Now that you have an idea of what I witnessed and dealt with a young age lets get into how this applies. As far as I can remember back clearly I was roughly between 4–6 years old when these occurrences and unfortunate events started. So as you have likely gathered by now the things witnessed at a young age have imprinted on me during the years that my brain was growing and developing. So for me specifically not only is my brain and emotions growing and learning but also trying to get a sense of what is happening around me and what is normal and what is not and how I should proceed. It’s almost like I was put at a disadvantage from the start. I knew I was different than other kids, I knew that after school we went “home” to very different worlds. As I got older and fast forwarding to even present day I am a very different than others and I know my brain definitely works differently.

By Nicholas Kusuma on Unsplash

I was angry for a long time and quite honestly I still have episodes and resentment that occasionally make their way to the surface to remind me those thoughts still exist. I have done a pretty good job of packing those feelings way deep down. I also wear a smile when behind it there is someone else that is not smiling. Over the last year or two I have have been having a harder time dealing with the anxiety. There has been times where I get to a point where its out of my control and its not something you can just “deal” with and you cant always feel it coming on. Over the years though I have been learning from research and others stories about how the chemical imbalance effects everyone differently and the way to recognize and deal with it.

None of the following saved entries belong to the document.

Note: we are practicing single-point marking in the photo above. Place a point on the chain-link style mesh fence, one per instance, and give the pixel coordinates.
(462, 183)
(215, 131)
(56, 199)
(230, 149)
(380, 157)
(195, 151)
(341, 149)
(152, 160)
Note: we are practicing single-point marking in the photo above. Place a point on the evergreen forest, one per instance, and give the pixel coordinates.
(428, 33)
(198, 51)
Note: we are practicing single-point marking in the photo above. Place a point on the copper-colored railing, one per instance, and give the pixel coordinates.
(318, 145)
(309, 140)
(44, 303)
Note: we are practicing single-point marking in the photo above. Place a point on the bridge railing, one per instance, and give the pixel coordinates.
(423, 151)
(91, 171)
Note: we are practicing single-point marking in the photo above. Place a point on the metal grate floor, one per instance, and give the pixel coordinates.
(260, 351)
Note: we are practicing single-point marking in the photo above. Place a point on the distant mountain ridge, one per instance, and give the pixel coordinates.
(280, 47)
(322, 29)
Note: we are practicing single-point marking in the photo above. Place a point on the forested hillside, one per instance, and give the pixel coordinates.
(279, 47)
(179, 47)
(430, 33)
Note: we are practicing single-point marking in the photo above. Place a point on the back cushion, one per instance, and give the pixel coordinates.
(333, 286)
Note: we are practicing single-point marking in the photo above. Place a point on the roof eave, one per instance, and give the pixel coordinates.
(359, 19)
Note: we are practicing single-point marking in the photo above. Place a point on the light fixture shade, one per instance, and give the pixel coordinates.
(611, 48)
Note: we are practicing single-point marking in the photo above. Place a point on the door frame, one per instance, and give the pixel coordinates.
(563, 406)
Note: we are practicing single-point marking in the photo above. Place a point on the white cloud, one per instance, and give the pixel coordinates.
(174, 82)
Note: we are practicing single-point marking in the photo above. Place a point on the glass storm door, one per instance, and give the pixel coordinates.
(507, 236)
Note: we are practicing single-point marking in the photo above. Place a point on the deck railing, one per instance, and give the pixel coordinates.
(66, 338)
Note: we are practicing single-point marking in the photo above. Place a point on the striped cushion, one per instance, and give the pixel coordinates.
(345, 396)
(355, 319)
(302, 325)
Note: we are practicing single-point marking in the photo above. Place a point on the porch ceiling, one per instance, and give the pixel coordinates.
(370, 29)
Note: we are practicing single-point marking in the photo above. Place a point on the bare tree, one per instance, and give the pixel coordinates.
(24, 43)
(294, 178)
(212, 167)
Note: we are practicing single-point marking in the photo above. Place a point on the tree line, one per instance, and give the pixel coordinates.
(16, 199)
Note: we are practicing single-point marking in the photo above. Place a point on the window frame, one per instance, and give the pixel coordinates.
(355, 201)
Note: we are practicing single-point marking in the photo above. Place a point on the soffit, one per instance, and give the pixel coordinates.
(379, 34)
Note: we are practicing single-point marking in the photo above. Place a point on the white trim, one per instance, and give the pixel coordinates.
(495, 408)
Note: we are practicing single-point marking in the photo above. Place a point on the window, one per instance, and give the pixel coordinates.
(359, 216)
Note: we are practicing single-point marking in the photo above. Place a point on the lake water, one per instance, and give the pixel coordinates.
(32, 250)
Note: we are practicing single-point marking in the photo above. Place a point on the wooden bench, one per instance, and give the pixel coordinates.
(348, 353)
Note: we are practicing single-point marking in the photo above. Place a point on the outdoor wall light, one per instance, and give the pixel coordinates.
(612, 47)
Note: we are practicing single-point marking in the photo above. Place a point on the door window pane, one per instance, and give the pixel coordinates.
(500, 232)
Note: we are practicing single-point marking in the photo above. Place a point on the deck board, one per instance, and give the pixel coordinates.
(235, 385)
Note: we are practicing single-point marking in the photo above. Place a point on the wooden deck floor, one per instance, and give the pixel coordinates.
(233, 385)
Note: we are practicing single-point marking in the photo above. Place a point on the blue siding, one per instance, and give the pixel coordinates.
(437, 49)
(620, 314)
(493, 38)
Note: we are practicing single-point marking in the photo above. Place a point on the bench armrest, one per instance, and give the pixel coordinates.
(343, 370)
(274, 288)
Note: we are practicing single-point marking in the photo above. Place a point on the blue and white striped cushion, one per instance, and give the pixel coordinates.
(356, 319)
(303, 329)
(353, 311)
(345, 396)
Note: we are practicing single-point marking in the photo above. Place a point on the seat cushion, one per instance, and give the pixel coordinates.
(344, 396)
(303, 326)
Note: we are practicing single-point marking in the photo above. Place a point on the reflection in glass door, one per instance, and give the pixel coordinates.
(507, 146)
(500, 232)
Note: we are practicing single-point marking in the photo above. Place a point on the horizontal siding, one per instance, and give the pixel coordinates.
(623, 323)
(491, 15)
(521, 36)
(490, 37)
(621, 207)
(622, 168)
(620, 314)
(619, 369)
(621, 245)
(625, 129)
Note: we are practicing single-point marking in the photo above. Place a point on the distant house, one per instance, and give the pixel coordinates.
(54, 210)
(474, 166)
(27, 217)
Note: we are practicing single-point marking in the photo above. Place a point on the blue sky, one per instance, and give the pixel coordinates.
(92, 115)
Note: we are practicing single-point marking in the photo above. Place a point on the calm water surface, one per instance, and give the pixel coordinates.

I have recently found reaching out to people who may be dealing with similar issues and listening to them and being a form of support helps me with my illness. I have tried breathing techniques, meditation, medication and others things to help but I have recently noticed that talking with someone through a dark time for them brings a form of joy to me and helps reassure me that I am not alone. Maybe there is a future in mental health support or counseling for me. Do I believe that happiness and mental health is a choice? Partially, however I know from experience that you can choose to ask for help or not and most times those suffering will not ask. So I encourage you to take the time and if you sense something is wrong or someone is possibly dealing with something just check in as a friend. Sometimes all it take its a conversation to support someone and it could mean more to them than they would ever say. Choose happiness, choose to engage, be supportive and provide support to others. You never know, you could save a life.